As an immensely busy college student at Hope College who tries to be involved in a wide variety of activities that span different corners of campus, I almost always say yes to people. This includes study meet-ups, extra tutoring sessions, helping with wedding planning, leadership roles in clubs or crazy adventures that bring me across the United States. The saying “work hard, play hard” is cheesy, but it is still one of my favorite mantras, one that echoes in my head daily. I attempt to apply it to every facet of my life.
Even though I try to make appearances across campus for different events or be part of organizations across many disciplines, my academic interest has always been in the STEM field. However, I strongly believe that people should also lean into their other interests outside their majors. Hope College’s liberal arts education helps to cultivate this idea on a broad scale. It forces students to get out of their majors—whether that be communications, physics, music, art, etc.—and further their education while they still can. Now you may wonder why I say “while they still can”, and it is because I emphatically believe that your undergraduate education is the primary time in your life where you can invest time in multiple disciplines without any major detriment to your future. In graduate school, you are focusing on a niche within a broad topic, but during your undergraduate education you can major in something like chemistry while also taking philosophy and political science classes. Once you leave school and go out into the real world of nine to fives or 60 hour work weeks, we lose the ability to easily explore other disciplines intellectually. Students should say yes to expanding their own education in areas where they have true interest and passion when they have the chance.
Another facet of college life is being involved in a multitude of activities within campus. This can be anything from political groups and religious life to Spikeball club or intramural sports. I say do what you love and nothing more. Say yes to being a part of anything that makes your heart beat faster, but do not put time and energy into anything that you don’t truly care about. Make sure you know why you are doing what you are doing. Life is short and time is our most valuable asset. Use that precious resource wisely by jumping into the unknown and saying yes to things that you care about, even if you think you may not have room for it. We are young and full of energy to do what we feel impassioned to do. At what other time in your life can you do that?
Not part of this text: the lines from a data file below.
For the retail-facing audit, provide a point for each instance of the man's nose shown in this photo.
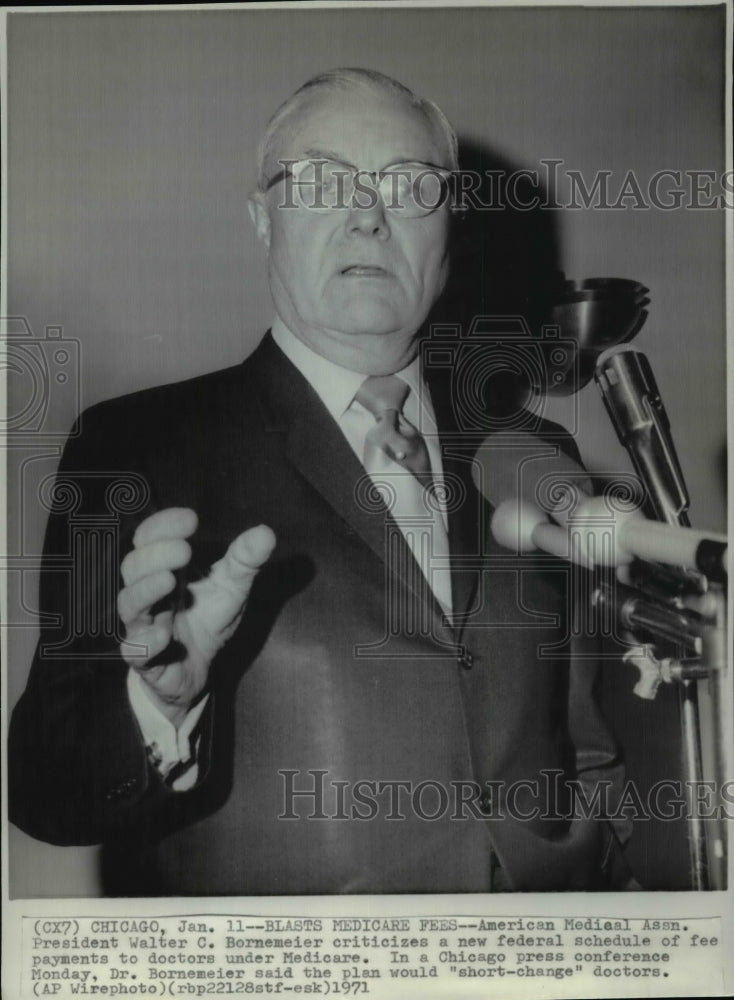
(367, 215)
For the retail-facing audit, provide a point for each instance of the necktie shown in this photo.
(396, 458)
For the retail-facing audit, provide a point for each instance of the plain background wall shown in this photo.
(131, 155)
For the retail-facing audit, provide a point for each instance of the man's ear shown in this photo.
(260, 217)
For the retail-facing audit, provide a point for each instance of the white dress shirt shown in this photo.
(336, 387)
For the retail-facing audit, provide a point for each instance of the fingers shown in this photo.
(154, 558)
(244, 557)
(138, 598)
(145, 644)
(173, 522)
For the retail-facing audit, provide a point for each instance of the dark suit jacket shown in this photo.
(341, 676)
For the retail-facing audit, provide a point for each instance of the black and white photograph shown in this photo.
(366, 494)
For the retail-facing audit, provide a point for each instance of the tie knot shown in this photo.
(380, 393)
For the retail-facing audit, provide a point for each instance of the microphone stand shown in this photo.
(633, 402)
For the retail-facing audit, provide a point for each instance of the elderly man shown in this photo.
(316, 690)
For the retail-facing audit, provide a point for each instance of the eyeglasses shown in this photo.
(410, 190)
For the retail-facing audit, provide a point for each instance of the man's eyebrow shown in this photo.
(329, 154)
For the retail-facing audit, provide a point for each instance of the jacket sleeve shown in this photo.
(78, 768)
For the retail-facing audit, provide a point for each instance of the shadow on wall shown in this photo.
(504, 260)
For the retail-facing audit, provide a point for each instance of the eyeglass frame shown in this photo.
(376, 179)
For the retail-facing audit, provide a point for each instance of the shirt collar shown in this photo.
(335, 386)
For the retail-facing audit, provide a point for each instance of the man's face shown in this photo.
(354, 283)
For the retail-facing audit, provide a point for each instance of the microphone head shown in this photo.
(513, 466)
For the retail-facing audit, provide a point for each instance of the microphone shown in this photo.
(633, 402)
(527, 479)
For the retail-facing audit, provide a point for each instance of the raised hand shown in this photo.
(199, 630)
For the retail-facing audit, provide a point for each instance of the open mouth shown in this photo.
(364, 271)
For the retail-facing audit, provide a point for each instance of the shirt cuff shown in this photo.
(170, 750)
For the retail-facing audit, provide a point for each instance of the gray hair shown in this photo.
(368, 81)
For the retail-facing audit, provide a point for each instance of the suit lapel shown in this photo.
(315, 445)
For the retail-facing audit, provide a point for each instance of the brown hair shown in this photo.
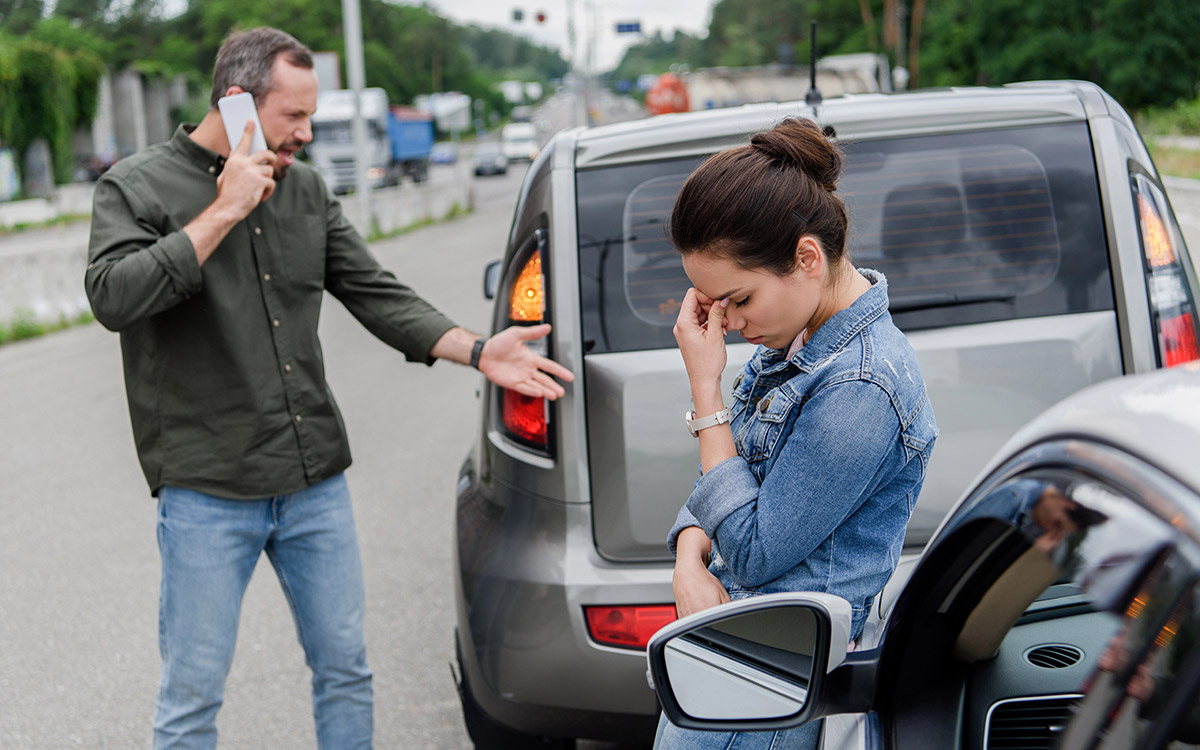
(754, 203)
(246, 59)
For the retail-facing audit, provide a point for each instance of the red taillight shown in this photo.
(1171, 306)
(1177, 340)
(527, 299)
(525, 418)
(629, 627)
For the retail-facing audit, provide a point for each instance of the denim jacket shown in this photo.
(832, 453)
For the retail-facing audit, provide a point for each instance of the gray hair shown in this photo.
(246, 59)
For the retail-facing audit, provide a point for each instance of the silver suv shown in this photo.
(1030, 251)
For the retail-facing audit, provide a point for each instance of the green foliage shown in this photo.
(51, 64)
(48, 81)
(1141, 52)
(1180, 119)
(25, 325)
(748, 33)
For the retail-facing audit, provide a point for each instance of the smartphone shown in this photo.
(234, 112)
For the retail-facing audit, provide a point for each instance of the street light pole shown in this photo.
(352, 22)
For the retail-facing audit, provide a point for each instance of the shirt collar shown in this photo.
(838, 330)
(208, 161)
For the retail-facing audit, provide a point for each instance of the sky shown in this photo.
(690, 16)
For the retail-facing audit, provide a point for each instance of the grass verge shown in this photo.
(1175, 161)
(455, 211)
(27, 325)
(58, 221)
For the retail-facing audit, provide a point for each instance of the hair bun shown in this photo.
(799, 143)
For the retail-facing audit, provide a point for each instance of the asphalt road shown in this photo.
(79, 567)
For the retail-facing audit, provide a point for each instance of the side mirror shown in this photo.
(492, 279)
(757, 664)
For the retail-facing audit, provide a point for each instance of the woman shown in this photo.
(810, 485)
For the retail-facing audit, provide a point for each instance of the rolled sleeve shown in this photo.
(726, 487)
(390, 310)
(827, 468)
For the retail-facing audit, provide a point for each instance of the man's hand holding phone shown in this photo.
(247, 179)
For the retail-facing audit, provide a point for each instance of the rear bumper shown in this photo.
(525, 570)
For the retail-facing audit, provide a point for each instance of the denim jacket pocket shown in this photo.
(765, 427)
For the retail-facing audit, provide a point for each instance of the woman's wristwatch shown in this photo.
(696, 424)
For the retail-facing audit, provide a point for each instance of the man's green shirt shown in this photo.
(223, 370)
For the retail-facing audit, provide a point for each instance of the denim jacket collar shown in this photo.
(838, 330)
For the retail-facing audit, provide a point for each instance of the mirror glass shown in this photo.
(492, 280)
(755, 665)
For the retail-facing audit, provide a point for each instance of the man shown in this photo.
(211, 263)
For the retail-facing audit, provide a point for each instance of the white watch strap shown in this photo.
(695, 424)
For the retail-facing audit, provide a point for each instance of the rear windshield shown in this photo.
(967, 227)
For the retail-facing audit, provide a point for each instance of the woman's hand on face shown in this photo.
(700, 331)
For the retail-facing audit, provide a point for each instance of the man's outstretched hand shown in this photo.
(510, 364)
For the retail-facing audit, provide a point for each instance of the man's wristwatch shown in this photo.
(475, 351)
(696, 424)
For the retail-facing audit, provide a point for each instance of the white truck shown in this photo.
(519, 142)
(399, 139)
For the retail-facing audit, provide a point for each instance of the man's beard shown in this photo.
(281, 171)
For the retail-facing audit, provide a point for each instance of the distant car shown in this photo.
(489, 159)
(445, 153)
(1030, 251)
(1059, 606)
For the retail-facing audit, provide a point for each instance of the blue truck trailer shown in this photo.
(412, 141)
(399, 139)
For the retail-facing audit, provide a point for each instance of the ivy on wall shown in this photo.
(48, 93)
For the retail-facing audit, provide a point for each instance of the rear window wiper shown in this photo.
(930, 301)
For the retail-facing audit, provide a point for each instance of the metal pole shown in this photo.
(352, 21)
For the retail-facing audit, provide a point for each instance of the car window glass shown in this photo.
(1077, 617)
(969, 228)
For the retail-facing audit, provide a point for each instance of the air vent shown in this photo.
(1029, 724)
(1055, 657)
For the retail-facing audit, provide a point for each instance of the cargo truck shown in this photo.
(399, 139)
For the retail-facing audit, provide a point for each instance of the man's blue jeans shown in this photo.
(209, 550)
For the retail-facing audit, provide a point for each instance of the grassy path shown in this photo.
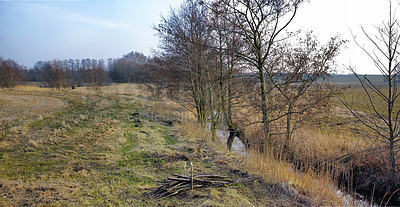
(107, 149)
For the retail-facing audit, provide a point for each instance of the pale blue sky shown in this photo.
(33, 30)
(45, 30)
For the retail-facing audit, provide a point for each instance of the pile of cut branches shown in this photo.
(179, 183)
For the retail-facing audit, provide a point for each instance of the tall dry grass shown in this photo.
(320, 187)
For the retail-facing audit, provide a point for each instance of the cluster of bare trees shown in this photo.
(131, 68)
(9, 73)
(224, 55)
(65, 73)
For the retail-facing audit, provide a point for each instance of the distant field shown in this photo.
(353, 81)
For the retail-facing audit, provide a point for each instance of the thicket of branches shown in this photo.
(221, 57)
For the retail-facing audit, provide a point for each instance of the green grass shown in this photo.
(92, 153)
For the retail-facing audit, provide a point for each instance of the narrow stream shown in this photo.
(239, 147)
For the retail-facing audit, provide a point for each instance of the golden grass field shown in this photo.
(82, 148)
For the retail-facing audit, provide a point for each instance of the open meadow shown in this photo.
(108, 146)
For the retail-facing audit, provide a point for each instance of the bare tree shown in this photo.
(300, 68)
(55, 73)
(260, 23)
(184, 36)
(9, 73)
(384, 122)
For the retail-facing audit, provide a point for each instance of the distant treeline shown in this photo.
(131, 68)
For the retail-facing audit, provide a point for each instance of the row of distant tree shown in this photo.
(131, 68)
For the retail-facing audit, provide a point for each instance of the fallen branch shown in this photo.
(174, 185)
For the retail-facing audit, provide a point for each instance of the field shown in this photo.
(111, 147)
(85, 147)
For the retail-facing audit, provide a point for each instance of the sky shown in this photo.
(33, 30)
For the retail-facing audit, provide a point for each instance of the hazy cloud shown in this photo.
(76, 17)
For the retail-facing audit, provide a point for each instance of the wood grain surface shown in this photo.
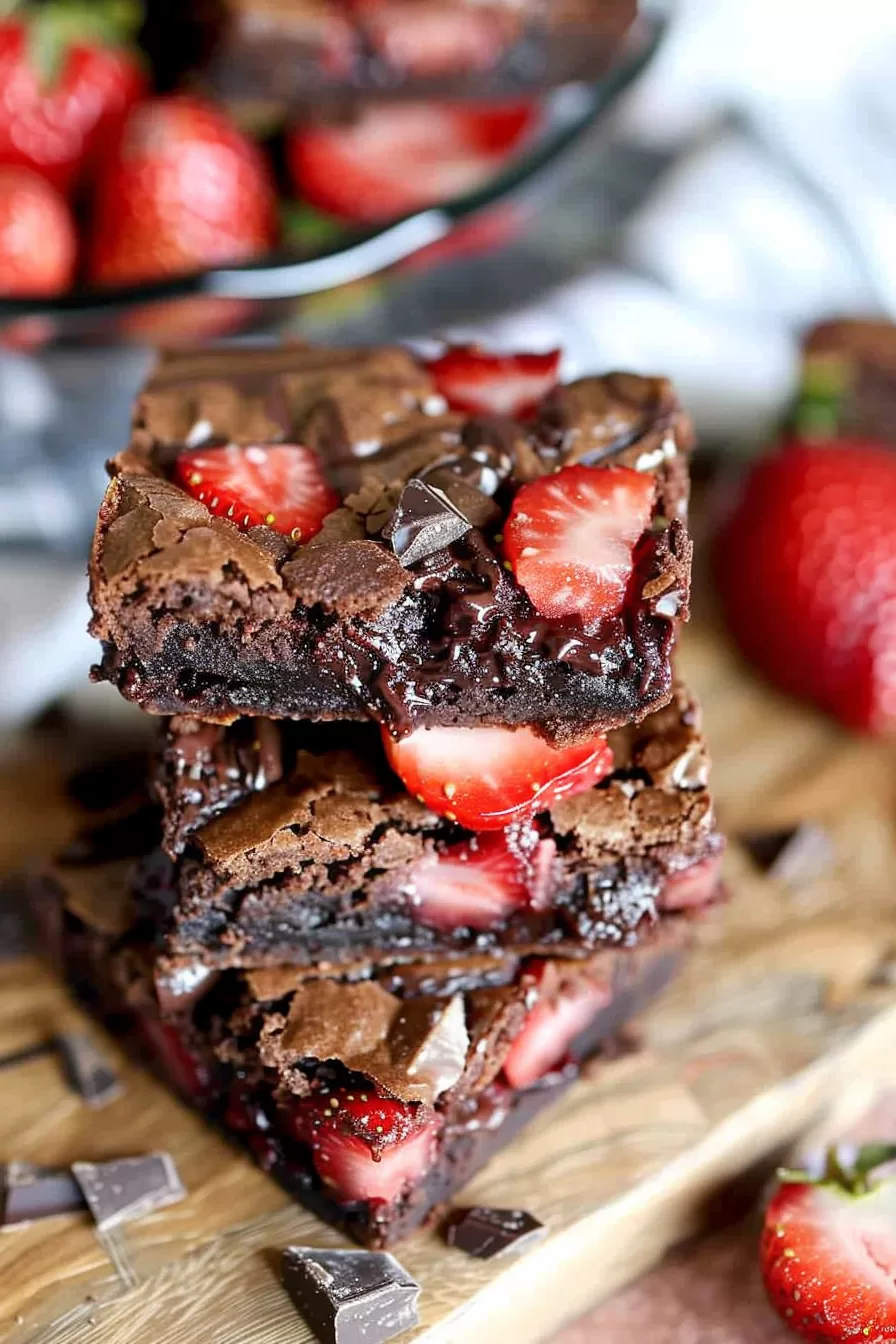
(789, 1005)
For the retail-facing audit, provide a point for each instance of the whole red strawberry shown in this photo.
(182, 188)
(806, 567)
(69, 78)
(38, 243)
(398, 157)
(828, 1250)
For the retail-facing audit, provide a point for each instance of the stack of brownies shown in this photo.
(430, 813)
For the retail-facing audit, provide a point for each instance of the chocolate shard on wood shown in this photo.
(128, 1187)
(351, 1297)
(425, 522)
(30, 1192)
(790, 854)
(490, 1233)
(87, 1070)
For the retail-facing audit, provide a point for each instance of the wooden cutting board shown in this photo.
(787, 1005)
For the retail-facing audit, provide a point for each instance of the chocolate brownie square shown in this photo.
(333, 534)
(336, 862)
(374, 1098)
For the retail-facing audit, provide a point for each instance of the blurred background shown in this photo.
(688, 191)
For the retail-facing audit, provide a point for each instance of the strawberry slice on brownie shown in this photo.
(490, 777)
(552, 1024)
(280, 485)
(480, 383)
(570, 539)
(366, 1145)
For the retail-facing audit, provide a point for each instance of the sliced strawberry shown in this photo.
(828, 1249)
(435, 38)
(570, 539)
(551, 1027)
(277, 484)
(399, 157)
(478, 383)
(364, 1145)
(477, 883)
(692, 887)
(488, 778)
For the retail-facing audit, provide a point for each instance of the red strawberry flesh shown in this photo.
(399, 157)
(280, 485)
(477, 883)
(806, 567)
(481, 383)
(570, 539)
(489, 777)
(363, 1145)
(691, 887)
(829, 1260)
(550, 1030)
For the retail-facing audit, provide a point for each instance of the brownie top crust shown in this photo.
(419, 1046)
(402, 606)
(337, 803)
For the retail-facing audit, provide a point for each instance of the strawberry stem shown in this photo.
(853, 1176)
(57, 26)
(820, 399)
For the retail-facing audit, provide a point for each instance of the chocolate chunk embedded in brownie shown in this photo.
(339, 616)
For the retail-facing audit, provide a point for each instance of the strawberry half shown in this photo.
(478, 883)
(570, 539)
(551, 1027)
(691, 887)
(363, 1145)
(399, 157)
(828, 1249)
(478, 383)
(278, 485)
(488, 778)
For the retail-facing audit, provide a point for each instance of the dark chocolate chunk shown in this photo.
(128, 1187)
(425, 522)
(489, 1233)
(28, 1192)
(351, 1297)
(87, 1070)
(24, 1057)
(15, 934)
(790, 854)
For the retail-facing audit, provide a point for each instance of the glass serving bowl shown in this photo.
(261, 293)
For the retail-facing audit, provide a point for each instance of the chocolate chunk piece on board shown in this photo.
(351, 1297)
(128, 1187)
(490, 1233)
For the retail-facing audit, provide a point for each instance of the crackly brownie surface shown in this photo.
(286, 50)
(403, 606)
(372, 1100)
(337, 862)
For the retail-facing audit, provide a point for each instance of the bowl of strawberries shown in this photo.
(145, 208)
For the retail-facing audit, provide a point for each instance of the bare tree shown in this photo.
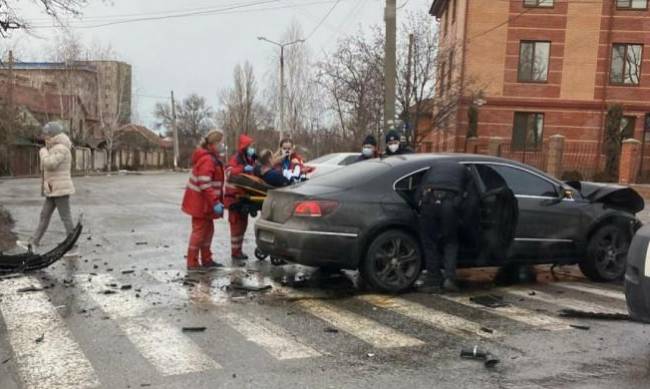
(421, 86)
(189, 116)
(353, 78)
(237, 114)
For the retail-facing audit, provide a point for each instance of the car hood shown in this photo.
(617, 196)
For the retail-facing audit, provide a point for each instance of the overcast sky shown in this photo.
(197, 53)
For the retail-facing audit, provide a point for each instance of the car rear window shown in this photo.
(353, 175)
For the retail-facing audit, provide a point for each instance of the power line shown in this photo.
(215, 11)
(323, 20)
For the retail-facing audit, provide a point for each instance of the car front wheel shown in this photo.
(606, 254)
(393, 262)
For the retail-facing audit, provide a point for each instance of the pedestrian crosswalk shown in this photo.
(57, 360)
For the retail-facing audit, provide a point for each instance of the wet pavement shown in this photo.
(124, 314)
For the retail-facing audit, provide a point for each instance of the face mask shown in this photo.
(221, 148)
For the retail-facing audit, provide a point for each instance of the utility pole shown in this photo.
(281, 93)
(175, 133)
(390, 63)
(10, 106)
(408, 90)
(282, 46)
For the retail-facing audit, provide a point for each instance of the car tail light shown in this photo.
(314, 208)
Along with obtaining a full, well-rounded education, college students should also say yes to craziness. That means sacrificing sleep or increasing the stress levels a bit so that you can embrace a bit of one’s wild side. This can be driving across a few states just for one concert, or going to a sick event that you fully support on a weekday at the expense of your daily obligations. I’m not saying abandon all your responsibilities and live recklessly, but I am saying jump out of your comfort zones and into the uncomfortable. Make sure that when you reflect on your college experience, it isn’t just filled with endless homework assignments and long lectures, but also fun memories of staying out late with your friends going on adventures that will serve you for the rest of your life. Say yes to the spontaneous experiences that come your way, especially if they fall straight into your lap.
Here on campus, I am somewhat infamous for being crazily busy and always on the move. This attribute, in all honesty, is one of my favorite qualities that I see in myself. I think it is important to give into all the absurd adventures and opportunities that come my way. That’s why I am calling out to you, students of Hope College, to challenge yourself to just say yes.